你怎麼受傷了?」酈唯音聽到聲響,抬眼就看到進門的許公子,嘴角一片烏青。
她慌忙起身走過去,伸手要觸碰他的唇角,卻被他握住了手,親了親她的指尖,許公子委屈巴巴地說:「讓汪帛熙打的。」
酈唯音:……
她狐疑地看著許公子:「他為什麼打你?」
不是她懷疑許公子,而是汪帛熙和許公子似乎沒有什麼矛盾,還有汪帛熙的涵養也不是個隨隨便便就動手的人。
許公子是很欠,但他只對自己和許亞箏比較欠,對其他人幾乎是愛答不理。
另外就是,她沒有領略過汪帛熙的身手,但就許公子的身手而言,許公子不樂意,是不可能被汪帛熙正面一拳打在臉上吧。

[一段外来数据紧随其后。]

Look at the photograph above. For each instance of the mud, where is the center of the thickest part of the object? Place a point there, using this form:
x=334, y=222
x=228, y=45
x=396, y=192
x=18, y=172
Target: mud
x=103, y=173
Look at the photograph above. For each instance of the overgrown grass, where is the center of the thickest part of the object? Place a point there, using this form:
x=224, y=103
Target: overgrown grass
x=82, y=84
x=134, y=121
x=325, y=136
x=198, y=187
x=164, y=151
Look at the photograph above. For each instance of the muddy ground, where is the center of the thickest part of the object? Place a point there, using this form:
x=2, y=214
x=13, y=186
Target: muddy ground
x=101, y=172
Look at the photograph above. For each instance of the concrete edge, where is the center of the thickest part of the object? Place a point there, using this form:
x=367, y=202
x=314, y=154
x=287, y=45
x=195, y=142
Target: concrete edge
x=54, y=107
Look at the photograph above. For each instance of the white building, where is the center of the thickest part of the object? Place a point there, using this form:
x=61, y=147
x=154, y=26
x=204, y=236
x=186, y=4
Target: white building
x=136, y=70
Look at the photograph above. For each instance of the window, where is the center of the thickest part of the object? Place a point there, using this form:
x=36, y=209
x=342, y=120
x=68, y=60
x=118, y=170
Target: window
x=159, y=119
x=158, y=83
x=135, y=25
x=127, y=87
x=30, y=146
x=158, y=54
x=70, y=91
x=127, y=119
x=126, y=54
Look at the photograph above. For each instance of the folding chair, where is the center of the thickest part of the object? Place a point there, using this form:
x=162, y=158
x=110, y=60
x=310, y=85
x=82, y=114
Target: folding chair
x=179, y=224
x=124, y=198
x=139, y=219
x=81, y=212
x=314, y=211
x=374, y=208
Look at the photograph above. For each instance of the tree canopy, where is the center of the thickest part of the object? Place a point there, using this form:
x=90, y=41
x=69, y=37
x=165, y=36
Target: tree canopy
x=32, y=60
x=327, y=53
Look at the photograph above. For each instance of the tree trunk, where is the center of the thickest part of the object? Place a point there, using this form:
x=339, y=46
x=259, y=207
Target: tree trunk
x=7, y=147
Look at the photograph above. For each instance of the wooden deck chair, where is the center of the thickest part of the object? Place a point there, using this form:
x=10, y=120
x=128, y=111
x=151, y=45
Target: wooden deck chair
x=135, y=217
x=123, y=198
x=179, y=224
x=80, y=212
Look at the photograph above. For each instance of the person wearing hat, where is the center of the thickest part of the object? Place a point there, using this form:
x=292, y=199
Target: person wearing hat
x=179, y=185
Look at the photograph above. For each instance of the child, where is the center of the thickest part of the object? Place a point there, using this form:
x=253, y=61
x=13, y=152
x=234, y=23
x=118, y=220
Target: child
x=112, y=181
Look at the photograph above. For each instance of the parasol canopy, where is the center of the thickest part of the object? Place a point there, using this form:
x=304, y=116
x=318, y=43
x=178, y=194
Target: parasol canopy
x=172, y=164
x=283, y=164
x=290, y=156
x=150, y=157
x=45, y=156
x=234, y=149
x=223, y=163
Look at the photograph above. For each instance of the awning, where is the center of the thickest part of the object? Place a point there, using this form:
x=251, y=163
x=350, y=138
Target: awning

許公子翻手,把汪帛熙給他的名片遞上去:「他知道我的病情,勸我去看醫生。」
酈唯音有同學是專門攻讀從事神經學方面,之前她就向沐清特意諮詢了好幾次關於人格分裂,後來許少爺暈倒,酈唯音又私下問了幾次,從她口裡聽說過這位他們眼中的權威醫生,只不過沐清也不知道怎麼聯絡。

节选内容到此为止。